Strangely Consistent

Theory, practice, and languages, braided together

Str and Buf — I think I get it now

So Str and Buf aren't merely there in Perl 6 to separate out the two related concepts "sequence of characters" and "sequence of bytes", respectively. They're there to institute a whorfian discipline where it won't even be possible to think the wrong thoughts, about strings and sequences of bytes.

This is the natural consequence of working Joel Spolsky's "There Ain't No Such Thing As Plain Text" into the language design. By all means, treat real strings as Str, but make sure byte sequences can't cross that moat without being decoded somehow. Perl 5 totally blurs the distinction, as moritz++ explains. It is not alone among programming languages in that respect. In fact, I'd be interested to hear about some language that makes the same Str/Buf distinction as Perl 6.

It took me a while to reach this point, but now it seems perfectly obvious. I remember, only a few weeks ago, being shook by TimToady's claim that Strs do not know their byte sequence in the general case. But I see it now. A Perl 6 string is not a sequence of bytes. It's a sequence of characters, at least by default. Likewise, a Buf is not a sequence of characters, not even metaphorically. It's a sequence of integer values. And the difference isn't some picky play with words, but the encoding/decoding step itself.

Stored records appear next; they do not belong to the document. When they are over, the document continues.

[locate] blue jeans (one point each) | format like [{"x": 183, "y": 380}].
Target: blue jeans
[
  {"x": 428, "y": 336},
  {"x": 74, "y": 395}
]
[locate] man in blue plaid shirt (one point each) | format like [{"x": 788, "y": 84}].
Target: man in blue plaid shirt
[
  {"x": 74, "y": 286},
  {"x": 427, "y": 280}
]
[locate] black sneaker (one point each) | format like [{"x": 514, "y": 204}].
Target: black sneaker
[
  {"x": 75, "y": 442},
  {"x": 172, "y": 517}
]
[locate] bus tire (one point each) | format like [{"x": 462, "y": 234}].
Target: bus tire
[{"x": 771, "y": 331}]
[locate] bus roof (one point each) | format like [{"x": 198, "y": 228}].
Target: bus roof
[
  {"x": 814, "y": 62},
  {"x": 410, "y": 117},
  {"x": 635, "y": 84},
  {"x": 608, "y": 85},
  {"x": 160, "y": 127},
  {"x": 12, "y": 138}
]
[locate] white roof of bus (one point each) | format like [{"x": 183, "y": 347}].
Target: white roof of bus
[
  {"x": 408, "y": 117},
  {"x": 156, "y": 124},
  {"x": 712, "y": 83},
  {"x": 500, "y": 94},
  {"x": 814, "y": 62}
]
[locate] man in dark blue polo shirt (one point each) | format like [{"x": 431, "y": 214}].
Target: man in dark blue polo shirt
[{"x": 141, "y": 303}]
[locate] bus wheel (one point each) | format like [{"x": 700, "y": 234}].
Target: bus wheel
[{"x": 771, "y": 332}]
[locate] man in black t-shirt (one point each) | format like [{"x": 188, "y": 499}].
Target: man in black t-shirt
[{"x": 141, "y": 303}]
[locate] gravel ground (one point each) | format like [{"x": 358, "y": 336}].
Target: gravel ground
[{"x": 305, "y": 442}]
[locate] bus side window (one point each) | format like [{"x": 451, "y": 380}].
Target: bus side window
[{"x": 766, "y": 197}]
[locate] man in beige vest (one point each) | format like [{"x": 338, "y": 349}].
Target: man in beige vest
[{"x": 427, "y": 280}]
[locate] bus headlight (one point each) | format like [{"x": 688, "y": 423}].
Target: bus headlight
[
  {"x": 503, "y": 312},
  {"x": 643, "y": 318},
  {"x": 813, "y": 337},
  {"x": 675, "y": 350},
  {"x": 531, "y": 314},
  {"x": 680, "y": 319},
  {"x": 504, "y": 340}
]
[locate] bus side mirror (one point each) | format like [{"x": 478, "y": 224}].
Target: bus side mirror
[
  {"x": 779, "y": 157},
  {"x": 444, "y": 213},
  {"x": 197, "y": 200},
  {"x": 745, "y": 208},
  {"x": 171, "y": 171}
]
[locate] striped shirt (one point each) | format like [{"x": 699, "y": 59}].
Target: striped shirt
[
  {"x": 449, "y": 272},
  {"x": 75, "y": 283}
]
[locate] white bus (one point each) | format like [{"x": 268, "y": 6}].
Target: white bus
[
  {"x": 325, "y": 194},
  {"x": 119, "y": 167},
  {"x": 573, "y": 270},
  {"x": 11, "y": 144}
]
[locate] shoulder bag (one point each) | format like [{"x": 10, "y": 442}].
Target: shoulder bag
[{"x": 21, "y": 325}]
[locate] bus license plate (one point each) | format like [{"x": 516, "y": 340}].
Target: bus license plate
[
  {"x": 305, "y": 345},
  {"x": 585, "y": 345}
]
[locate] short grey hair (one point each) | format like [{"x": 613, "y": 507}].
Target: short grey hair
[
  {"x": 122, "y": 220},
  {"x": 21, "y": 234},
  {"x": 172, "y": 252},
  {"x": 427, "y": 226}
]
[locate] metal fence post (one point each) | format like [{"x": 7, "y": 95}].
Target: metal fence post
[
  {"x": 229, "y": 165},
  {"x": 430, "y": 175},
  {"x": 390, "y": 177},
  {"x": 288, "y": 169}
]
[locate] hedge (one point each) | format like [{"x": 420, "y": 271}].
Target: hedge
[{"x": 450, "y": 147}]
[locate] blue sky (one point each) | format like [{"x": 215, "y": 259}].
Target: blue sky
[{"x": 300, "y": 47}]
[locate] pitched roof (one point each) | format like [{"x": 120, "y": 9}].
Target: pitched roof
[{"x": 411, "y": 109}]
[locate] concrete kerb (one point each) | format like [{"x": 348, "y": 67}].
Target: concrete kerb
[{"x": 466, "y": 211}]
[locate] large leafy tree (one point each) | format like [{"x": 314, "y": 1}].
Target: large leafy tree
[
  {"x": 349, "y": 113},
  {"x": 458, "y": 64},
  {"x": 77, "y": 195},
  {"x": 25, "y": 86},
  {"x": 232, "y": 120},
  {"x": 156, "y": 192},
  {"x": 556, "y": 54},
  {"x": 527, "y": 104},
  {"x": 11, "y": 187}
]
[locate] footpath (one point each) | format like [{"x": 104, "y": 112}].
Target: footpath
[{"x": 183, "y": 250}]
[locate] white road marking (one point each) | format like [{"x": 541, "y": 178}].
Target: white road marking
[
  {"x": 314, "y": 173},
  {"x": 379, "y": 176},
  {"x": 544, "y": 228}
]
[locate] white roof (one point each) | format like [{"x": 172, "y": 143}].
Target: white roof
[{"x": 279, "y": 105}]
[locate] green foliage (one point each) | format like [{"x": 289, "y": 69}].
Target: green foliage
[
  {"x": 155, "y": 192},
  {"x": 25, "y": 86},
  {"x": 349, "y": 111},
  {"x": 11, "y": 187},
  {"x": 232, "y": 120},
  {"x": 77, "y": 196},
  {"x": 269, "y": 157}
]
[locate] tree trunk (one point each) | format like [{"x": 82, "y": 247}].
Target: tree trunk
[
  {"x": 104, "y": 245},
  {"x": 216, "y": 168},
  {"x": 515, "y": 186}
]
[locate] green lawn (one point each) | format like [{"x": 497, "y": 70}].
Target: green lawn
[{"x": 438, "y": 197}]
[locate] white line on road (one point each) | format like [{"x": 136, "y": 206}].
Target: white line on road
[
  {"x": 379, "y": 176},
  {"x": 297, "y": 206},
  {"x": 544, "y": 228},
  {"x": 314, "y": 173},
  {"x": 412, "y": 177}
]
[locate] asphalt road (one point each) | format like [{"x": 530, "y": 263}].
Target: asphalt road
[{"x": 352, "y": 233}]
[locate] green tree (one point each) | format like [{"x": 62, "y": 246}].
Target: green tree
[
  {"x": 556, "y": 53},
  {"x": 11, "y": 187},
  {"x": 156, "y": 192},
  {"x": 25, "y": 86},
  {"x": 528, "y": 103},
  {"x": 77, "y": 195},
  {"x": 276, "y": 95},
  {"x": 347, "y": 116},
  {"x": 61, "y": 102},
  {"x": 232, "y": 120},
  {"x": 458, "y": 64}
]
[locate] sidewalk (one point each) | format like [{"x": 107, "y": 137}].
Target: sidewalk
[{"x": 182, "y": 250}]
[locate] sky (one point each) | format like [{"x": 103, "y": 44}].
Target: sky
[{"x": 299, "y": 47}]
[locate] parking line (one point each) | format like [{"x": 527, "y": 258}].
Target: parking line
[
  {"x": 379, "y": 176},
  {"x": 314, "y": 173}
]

This is the act of building knowledge into the class hierarchy of the language itself, so that people's thoughts will be channeled in the right direction. "Arrgh, why can't I get the number of bytes on this Str object? Oh look, the manual says I have to convert to Buf to do that. Oh look, I have to supply an $encoding parameter to do that. I don't see why, but fair enough — if that's the price for using all the other cool stuff in Perl 6."

The battle of encoding-aware programs is won, not necessarily through making the programmers aware of encodings, but through making the language provide primitives that Do The Right Thing.